Now, not only are we engaged in a War on Terror, but according to the U.S. State Department, apparently a Global War on Censorship. As President Barack Obama extends the hand of reconciliation to distasteful regimes, Secretary of State Hillary Clinton is simultaneously declaring open war on many of these same states’ control of private-media access. Addressing the issue of media censorship in the wake of Google’s well-publicized row with China, Secretary Clinton asserted that, although “new technologies do not take sides in the struggle for freedom and progress, the United States does.”

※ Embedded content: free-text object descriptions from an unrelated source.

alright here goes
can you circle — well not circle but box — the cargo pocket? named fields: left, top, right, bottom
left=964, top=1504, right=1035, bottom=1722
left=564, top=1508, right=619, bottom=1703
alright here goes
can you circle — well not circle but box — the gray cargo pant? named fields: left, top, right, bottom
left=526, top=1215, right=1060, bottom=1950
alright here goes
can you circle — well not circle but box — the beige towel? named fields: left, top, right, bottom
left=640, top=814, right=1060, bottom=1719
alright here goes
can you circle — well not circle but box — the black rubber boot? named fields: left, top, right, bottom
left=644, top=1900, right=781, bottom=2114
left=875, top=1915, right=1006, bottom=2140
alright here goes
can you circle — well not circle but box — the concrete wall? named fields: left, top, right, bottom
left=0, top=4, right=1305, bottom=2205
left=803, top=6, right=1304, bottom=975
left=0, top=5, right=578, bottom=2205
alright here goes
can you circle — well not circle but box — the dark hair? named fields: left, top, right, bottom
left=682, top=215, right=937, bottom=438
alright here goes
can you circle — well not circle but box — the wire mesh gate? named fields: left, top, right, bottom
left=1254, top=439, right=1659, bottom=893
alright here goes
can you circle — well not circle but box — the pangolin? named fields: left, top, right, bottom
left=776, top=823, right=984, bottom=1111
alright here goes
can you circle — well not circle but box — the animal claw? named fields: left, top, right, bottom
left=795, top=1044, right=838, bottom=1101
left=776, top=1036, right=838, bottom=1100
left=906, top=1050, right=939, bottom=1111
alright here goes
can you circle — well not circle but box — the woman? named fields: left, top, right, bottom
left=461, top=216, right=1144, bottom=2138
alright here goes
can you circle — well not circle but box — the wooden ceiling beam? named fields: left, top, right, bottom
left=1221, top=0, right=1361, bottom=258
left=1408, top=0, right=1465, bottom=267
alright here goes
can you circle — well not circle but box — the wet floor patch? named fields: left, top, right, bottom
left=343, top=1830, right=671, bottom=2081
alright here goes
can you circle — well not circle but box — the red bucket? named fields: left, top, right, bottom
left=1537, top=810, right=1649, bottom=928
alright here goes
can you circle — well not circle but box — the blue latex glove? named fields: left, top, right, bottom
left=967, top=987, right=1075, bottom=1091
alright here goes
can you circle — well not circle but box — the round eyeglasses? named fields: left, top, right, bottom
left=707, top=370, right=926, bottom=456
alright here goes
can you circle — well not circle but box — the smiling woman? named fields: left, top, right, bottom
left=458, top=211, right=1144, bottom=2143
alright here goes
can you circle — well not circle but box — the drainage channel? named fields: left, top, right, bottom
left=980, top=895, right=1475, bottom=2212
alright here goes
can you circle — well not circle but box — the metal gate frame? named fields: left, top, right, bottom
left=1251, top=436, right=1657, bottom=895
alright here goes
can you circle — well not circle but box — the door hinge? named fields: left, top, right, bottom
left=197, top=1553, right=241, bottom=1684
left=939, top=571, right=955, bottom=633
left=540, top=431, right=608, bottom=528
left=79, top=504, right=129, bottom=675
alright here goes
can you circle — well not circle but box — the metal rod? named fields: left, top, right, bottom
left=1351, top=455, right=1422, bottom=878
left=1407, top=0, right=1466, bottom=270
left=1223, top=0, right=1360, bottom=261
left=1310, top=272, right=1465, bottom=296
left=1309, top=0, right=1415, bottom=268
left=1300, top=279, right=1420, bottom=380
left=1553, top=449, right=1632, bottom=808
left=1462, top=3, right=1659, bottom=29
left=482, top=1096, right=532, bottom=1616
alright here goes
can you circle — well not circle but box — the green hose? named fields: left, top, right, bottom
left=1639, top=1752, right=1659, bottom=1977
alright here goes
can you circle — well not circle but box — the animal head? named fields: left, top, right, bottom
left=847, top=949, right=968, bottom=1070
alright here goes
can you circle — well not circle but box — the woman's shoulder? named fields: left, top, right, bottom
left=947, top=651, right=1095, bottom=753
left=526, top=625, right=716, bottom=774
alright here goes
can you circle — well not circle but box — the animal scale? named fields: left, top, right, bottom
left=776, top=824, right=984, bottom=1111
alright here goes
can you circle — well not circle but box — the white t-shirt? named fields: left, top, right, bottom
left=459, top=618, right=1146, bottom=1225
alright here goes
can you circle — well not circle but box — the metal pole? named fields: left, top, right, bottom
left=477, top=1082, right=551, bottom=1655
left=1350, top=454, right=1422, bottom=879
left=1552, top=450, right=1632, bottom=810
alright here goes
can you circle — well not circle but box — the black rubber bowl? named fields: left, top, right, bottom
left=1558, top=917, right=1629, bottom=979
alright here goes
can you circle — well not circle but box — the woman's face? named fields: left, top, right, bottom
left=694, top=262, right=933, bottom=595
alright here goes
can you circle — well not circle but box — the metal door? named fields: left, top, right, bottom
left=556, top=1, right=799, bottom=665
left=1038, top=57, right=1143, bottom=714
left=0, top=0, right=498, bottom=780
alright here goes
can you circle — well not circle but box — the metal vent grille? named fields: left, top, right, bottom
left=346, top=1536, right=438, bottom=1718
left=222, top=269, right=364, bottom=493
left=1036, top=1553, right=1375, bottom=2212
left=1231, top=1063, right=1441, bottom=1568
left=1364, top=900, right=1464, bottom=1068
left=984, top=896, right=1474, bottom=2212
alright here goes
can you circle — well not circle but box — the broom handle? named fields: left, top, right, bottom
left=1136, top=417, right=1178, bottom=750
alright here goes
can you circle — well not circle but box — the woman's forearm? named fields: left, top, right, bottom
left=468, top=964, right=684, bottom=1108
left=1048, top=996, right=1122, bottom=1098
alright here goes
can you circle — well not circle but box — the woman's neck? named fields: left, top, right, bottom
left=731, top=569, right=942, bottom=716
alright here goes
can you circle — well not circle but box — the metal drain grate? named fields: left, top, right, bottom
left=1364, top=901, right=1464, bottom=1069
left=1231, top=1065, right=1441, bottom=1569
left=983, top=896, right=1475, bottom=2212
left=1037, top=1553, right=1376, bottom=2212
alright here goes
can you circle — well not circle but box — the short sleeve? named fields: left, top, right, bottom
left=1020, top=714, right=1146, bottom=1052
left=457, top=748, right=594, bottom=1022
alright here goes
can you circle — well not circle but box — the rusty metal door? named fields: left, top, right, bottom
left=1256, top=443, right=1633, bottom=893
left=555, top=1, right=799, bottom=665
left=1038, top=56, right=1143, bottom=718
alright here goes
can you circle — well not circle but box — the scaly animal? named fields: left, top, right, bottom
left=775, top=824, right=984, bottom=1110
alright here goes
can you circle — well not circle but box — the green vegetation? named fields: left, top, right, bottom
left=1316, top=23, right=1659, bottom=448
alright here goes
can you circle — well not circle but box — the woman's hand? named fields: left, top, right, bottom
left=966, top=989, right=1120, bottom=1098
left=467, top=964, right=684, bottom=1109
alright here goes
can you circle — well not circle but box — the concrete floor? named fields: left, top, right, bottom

This seems a hard-tack against the placatory tone of the administration to date, typified by President Obama’s refusal to “meddle” in Iran’s domestic affairs following Iranian elections, until the overwhelming tide of Western sentiment rendered his cherished middle ground absolutely untenable. By the administrations’ own measure, Secretary Clinton’s strategy of what Time Magazine’s Ken Stier calls “actively undermining” foreign government’s ability to limit speech (such as China’s limiting of internet searches) makes “meddling” seem like a minor matter. Though Secretary Clinton’s recognition of the foundational importance of the freedom of speech and the press must be commended, the Obama administration’s inconsistency on this issue threatens the credibility of America’s foreign policy and commitment to liberty.
Though the State Department has begun leveraging more “new technologies” such as internet and mobile phones to as part of its’ overall public diplomacy strategy in places such as Afghanistan, Pakistan and Iraq, Secretary Clinton’s announcement detaches freedom of information from any overall strategy and declares open season on repressive governments world-wide. As Mr. Stier aptly pointed out, China employs over 50,000 government workers controlling China’s cyber space in an effort the United States does not likely have the resources or resolve to counter. This is to say nothing of the repercussions such a carte-blanche assault will have on some of the U.S. more tenuous international relationships.
Getting back to the essential principle that commitment of resources by the State Department should act as part of wider U.S. strategy, subservient to standing U.S. foreign policy. This policy in turn must reflect our commitment to the foundational liberties, such as freedom of expression upon which our society is founded. It is essential, however, that the State Department understand that championing ideals and undermining governments are separate endeavors. We must always commit ourselves to freedom, but intervention against foreign governments should only be approached with utmost prudence.